In creating the five study population datasets, specific rules were applied in a basecase analysis and subsequently varied in sensitivity analyses. In all analyses, patients were required to satisfy the relevant criteria set no later than month 24. In the basecase analysis, anti-TNF use (yes/no) was defined based on the patient’s experience in the 1 year following the date of criteria satisfaction, which was taken as the index date for all patients. In the sensitivity analyses, anti-TNF use (yes/no) was defined over the entire study period, with date of criteria satisfaction taken as the index date for anti-TNF non-users and date of anti-TNF initiation taken as the index date for anti-TNF users. In all analyses, outcomes were observed in the 1 year following the index date. Because the start point for the 1 year observation period was defined differently in the basecase and sensitivity analyses, patients who were classed as anti-TNF non-users in the basecase analysis could be classed as anti-TNF users in the sensitivity analyses.

To be included in the basecase analysis, anti-TNF users were required not to have initiated anti-TNF therapy prior to criteria satisfaction (rule 1). Anti-TNF users were further required to have initiated the anti-TNF <6 months after criteria satisfaction (rule 2). Consequently, anti-TNF users who initiated anti-TNF before criteria satisfaction or >6 months after criteria satisfaction were excluded from the basecase analysis. These rules were applied in order to include only anti-TNF users with a similar length of anti-TNF exposure in the basecase analysis, in which outcomes were observed following the date of criteria satisfaction rather than therapy initiation.

In the first sensitivity analysis, anti-TNF users were permitted to receive the anti-TNF prior to criteria satisfaction (rule 1 lifted).
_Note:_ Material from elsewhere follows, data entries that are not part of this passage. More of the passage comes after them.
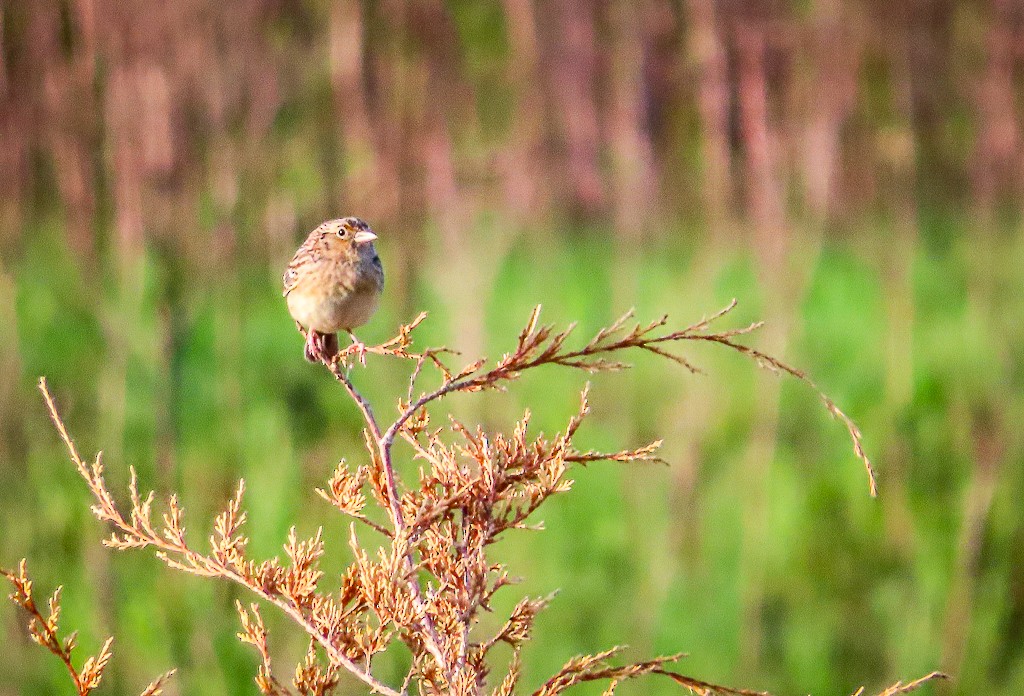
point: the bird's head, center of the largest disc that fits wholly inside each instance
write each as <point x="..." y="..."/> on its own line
<point x="350" y="229"/>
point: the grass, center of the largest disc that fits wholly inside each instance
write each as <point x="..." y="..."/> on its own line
<point x="757" y="551"/>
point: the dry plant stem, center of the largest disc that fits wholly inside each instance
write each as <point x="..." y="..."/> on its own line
<point x="199" y="564"/>
<point x="45" y="633"/>
<point x="429" y="590"/>
<point x="397" y="521"/>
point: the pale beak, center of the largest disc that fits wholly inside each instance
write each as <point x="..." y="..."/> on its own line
<point x="364" y="235"/>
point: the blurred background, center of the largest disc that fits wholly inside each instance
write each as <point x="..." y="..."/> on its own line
<point x="850" y="171"/>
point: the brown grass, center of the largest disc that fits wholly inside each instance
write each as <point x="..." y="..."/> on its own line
<point x="427" y="583"/>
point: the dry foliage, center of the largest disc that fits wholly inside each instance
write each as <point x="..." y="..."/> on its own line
<point x="427" y="583"/>
<point x="45" y="632"/>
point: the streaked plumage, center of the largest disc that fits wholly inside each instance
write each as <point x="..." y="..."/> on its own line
<point x="334" y="283"/>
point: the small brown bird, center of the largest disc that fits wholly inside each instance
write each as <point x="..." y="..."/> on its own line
<point x="334" y="283"/>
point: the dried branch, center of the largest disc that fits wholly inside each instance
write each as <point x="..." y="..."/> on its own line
<point x="45" y="632"/>
<point x="429" y="582"/>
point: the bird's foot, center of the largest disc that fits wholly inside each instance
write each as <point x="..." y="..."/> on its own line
<point x="321" y="347"/>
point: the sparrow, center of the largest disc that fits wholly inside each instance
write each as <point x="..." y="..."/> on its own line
<point x="333" y="284"/>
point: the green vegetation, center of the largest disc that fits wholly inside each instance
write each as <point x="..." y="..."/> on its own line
<point x="757" y="551"/>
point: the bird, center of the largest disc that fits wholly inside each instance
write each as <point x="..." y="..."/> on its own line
<point x="334" y="283"/>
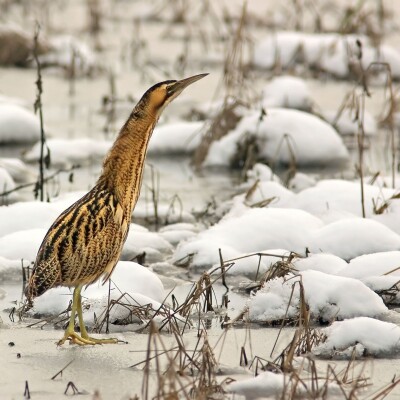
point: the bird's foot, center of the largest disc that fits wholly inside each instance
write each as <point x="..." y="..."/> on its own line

In the second sensitivity analysis, anti-TNF users were permitted to receive the anti-TNF >6 months after criteria satisfaction (rule 2 lifted). In the third sensitivity analysis, anti-TNF users were permitted to receive the anti-TNF at any time point (rules 1 and 2 lifted). A separate sensitivity analysis was conducted to explore the impact of simulating a 24-week stopping rule for anti-TNF non-responders, defined as patients who did not achieve a 50% relative change or absolute change of 2 on the BASDAI scale [32] one visit post-therapy initiation. In this analysis, anti-TNF costs accumulated by non-responders after 24 weeks of therapy were excluded. Additional sensitivity analyses were conducted to explore the impact of excluding indirect costs in all scenarios.

Descriptive statistics

Sociodemographic and clinical characteristics at baseline and at time of criteria satisfaction among patients in each of the five basecase study population datasets were described in terms of mean (SD) and frequency (%) as appropriate. Descriptive statistics were also produced to describe the number of anti-TNF users in the DESIR cohort who did not satisfy any of the selected criteria sets (and were therefore excluded from analysis) as well as the number of anti-TNF non-responders in the basecase study population datasets and their total time on anti-TNF therapy.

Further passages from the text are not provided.